Dailymail
The 'truly gripping' Thrillers out now: You All Die Tnight by Simon Kernick, The Enigma Girl by Henry Porter, You Can't Hurt Me by Emma Cook
J.Rodriguez23 min ago
You All Die Tonight by Simon Kernick (Headline £20, 384pp) Seven acquaintances, including a retired police detective and a Russian mobster, wake up one morning to find themselves in an isolated and locked mansion in Essex. None know how they got there, but they have all been drugged. Then a disembodied voice announces that they have all been given a poison that will kill them within 24 hours. The only way they can save themselves is for one of them to confess to four brutal murders, known locally as the Blue Lake Massacre. So begins the ever-inventive Kernick's latest story, one told with his customary skill and appetite for corkscrew twists. Truly gripping. The Enigma Girl by Henry Porter (Quercus £22, 496pp) Very quietly, Henry Porter has established himself as one of Britain's finest spy writers, and here his supremely elegant talent is on full display. Maverick Alice 'Slim' Parsons has returned from her last MI5 assignment – infiltrating the life of a brutal Russian tycoon who almost raped her.

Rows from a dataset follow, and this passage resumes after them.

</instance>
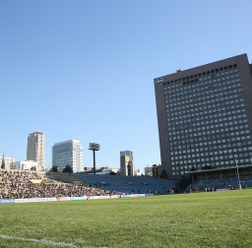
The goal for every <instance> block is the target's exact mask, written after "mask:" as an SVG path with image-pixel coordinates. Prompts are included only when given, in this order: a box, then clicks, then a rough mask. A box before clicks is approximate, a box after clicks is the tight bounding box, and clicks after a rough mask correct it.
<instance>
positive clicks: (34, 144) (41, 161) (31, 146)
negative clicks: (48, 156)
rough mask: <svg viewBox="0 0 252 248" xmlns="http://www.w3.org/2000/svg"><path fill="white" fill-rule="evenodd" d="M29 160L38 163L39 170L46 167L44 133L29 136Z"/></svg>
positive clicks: (28, 146)
mask: <svg viewBox="0 0 252 248" xmlns="http://www.w3.org/2000/svg"><path fill="white" fill-rule="evenodd" d="M26 159H27V160H33V161H37V162H38V167H39V168H38V169H39V170H42V169H43V167H44V166H45V135H44V133H42V132H34V133H31V134H29V136H28V139H27V157H26Z"/></svg>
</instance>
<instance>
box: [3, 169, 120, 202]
mask: <svg viewBox="0 0 252 248" xmlns="http://www.w3.org/2000/svg"><path fill="white" fill-rule="evenodd" d="M115 194H119V193H117V192H111V191H107V190H102V189H97V188H93V187H88V186H83V185H75V184H73V183H62V182H57V181H53V180H51V179H48V178H47V177H46V176H44V177H41V176H39V175H38V174H37V173H36V172H29V171H7V170H0V199H1V198H2V199H3V198H8V199H24V198H47V197H48V198H50V197H80V196H87V197H89V196H104V195H109V196H111V195H115Z"/></svg>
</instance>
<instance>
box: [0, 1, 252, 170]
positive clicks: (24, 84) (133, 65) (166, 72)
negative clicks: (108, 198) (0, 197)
mask: <svg viewBox="0 0 252 248" xmlns="http://www.w3.org/2000/svg"><path fill="white" fill-rule="evenodd" d="M251 9H252V1H250V0H243V1H242V3H241V2H240V1H234V0H221V1H218V4H214V3H213V1H204V2H202V1H200V0H194V1H167V0H159V1H148V0H147V1H146V0H138V1H132V0H129V1H116V0H111V1H79V0H77V1H69V0H61V1H48V0H44V1H31V0H24V1H19V0H12V1H0V29H1V39H0V82H1V93H2V94H1V98H0V105H1V107H2V112H3V120H2V122H1V128H0V150H1V151H3V150H4V152H5V155H6V156H8V157H15V159H16V160H17V161H20V160H24V159H25V158H26V148H27V135H28V134H29V133H31V132H33V131H36V130H41V131H42V132H44V133H45V136H46V146H45V161H46V165H51V164H52V158H51V157H52V156H51V148H52V146H53V144H54V143H55V142H57V141H60V140H69V139H77V140H80V141H81V143H82V144H83V152H84V157H85V159H84V166H86V167H89V166H91V167H92V152H90V151H89V150H88V147H89V143H90V142H97V143H98V144H100V145H101V149H100V151H99V152H97V154H96V166H97V167H101V166H109V167H112V168H113V167H117V168H119V166H120V157H119V155H118V154H119V152H120V151H123V150H130V151H133V152H134V166H135V169H141V170H142V171H143V168H144V167H145V166H147V165H153V164H160V163H161V160H160V149H159V140H158V127H157V112H156V106H155V92H154V84H153V79H154V78H156V77H159V76H161V75H167V74H171V73H174V72H176V70H178V69H182V70H183V69H186V68H193V67H195V66H198V65H201V64H206V63H209V61H217V60H221V59H222V58H228V57H232V56H235V55H237V54H243V53H247V54H248V56H249V57H250V58H249V60H250V61H252V59H251V56H252V46H251V43H252V32H250V29H251V23H252V15H251Z"/></svg>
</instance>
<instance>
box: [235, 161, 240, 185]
mask: <svg viewBox="0 0 252 248" xmlns="http://www.w3.org/2000/svg"><path fill="white" fill-rule="evenodd" d="M235 166H236V173H237V179H238V183H239V189H241V181H240V174H239V168H238V161H237V160H235Z"/></svg>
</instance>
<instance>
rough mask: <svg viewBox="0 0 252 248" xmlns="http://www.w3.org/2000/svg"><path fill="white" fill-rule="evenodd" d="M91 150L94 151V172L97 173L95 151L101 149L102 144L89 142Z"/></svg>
mask: <svg viewBox="0 0 252 248" xmlns="http://www.w3.org/2000/svg"><path fill="white" fill-rule="evenodd" d="M89 150H91V151H93V172H94V174H95V173H96V168H95V152H96V151H99V150H100V145H99V144H96V143H89Z"/></svg>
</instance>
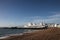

She wonders if she will ever work in espionage again. But the service decides she should go undercover at a website that seems surprisingly well informed about the Government's activities. Could it have a mole in the upper reaches of power? The site is run by a group descended from the wartime code-breakers of Bletchley Park. Then her old nemesis returns and the story explodes into a threat to Slim and MI5 itself. If you have never read Porter, now is the time to start. You Can't Hurt Me by Emma Cook (Orion £22, 304pp) This engaging debut from an Observer journalist revolves around a world-renowned neuroscientist, Dr Nate Reid, who made his reputation by describing the extraordinary symptoms of his late wife Eva – an artist who felt no pain at all. His Pain Laboratory aims to help millions avoid it at all costs. Anna is offered the chance to work as a ghostwriter on his forthcoming autobiography, and she rapidly becomes fascinated by the couple's marriage. It seemed to be based on the ability to inflict and accept pain, which led to Eva's death in the studio that was part of their house. But did she die at her own hands, or did Reid lace the cocaine that killed her with poison? Written with style, it reveals that no one can be trusted in a world dominated by pain.